Loado Dios y su reino de éste mundo y el vientre de mi virgen parturienta y la duda terrible de antes más el recelo póstumo que funda religiones del tamaño de éste infierno que soy siempre en la orilla del milagro de milagros, casi etéreo, [¿Qué tal si invento alas para volar en tentación del albedrío?] y la previa abstinencia carnal del cuerpo intacto que en sí misma es pecado de lesa sensatez y el angélico anuncio que da tumbos inciertos por parientes de lenguas más que cautas hasta llegar a mí casi insoluble envuelto en muy antiguos testimonios que no necesariamente son los míos y los signos que de pronto se desatan y comienzan a andar desaforados por todos lo villorrios de Judea colgando cuajos de recentales en las puertas, y las tribus del ombligo familiar descendiendo al Jordán bajo la invocación del nonato Juan Bautista que ya predice Mesías desde el útero y mientras esto ocurre apenas yo si existo en la voz ensoñada de cierto ángel moroso que me da la noticia ya muy tarde.
Ah que suerte la mía, en tanto Dios preñaba a mi mujer yo entonaba salmodias en su honor, y entre ensambles, machucones de dedo, tablas rotas, vigilaba el rebaño y daba ejemplo. Aunque el último he sido en darme cuenta, las señales indican que ésta joven hialina, intocada por el mínimo instinto de mi cuerpo, por causas que rebasan lo tangible, inevitablemente va a parir. Hasta el aislado lugar de mi fe ciega donde busco razones extrahumanas para explicar el hecho y sus infundios, llegan los tayacanes de la tribu y me ordenan “maquilla tu sospecha, da la cara”. Y salgo ante la plebe, faz enhiesta: “Aquí estoy habladores, vuela-honras, no les tengo vergüenza ni me tengo, me jodo al que se ría, Dios es grande”. Pero todo por fin vuelve a su cauce, será porque de Dios estoy hablando.

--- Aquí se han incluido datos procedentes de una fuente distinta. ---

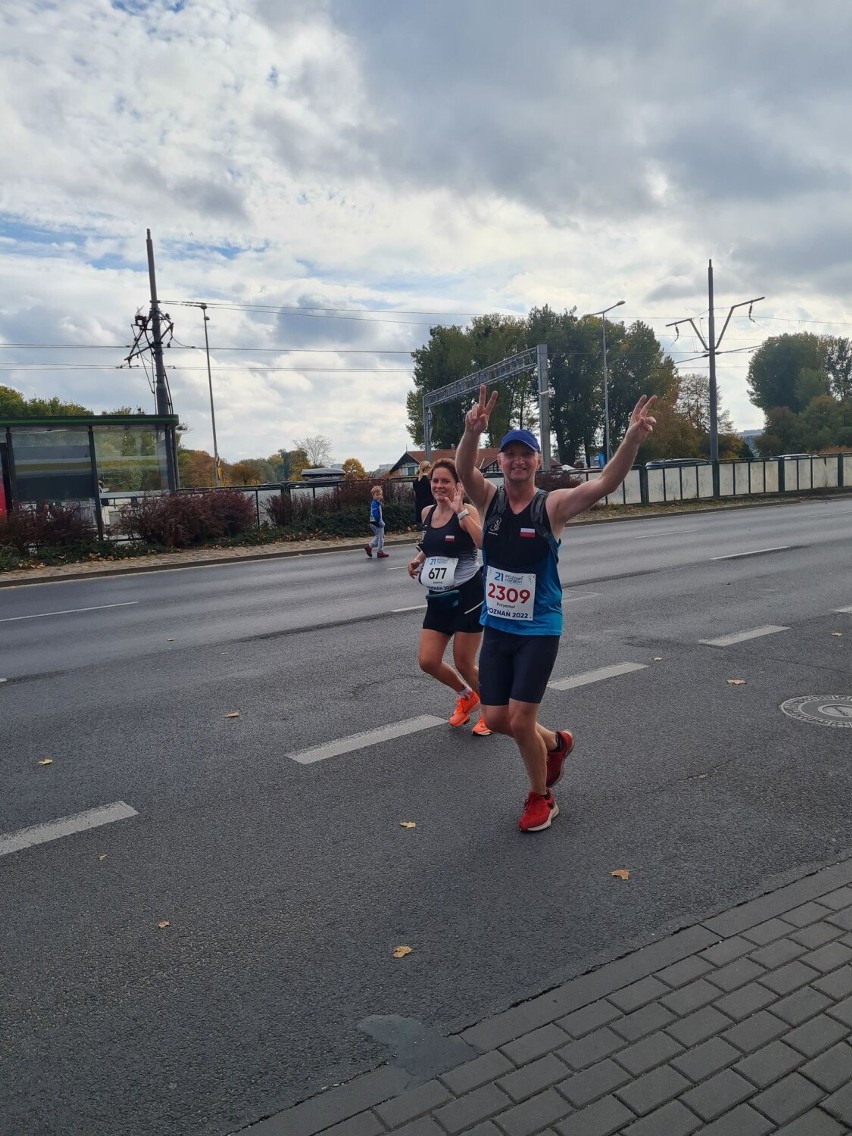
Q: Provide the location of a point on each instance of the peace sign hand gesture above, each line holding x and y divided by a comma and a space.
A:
476, 419
642, 424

Es cierto, yo añoraba caudillos que me desafanaran de éste oficio de hacer cruces de palo por encargo para que los valientes de mi raza fueran crucificados por sólo contrariar al rey latino con lo que de hace siglos ya sabemos: que ningún palanquín de escudo y yelmo por más furia que imprima a su argumento, podrá opacar la luz del Dios de Abraham, aquel al que Isaías llamó Padre. Todo me imaginaba, menos que de esta choza humilde y rota surgiera el Dios que es hombre, y aún menos, que yo fuera el tutor de su misterio.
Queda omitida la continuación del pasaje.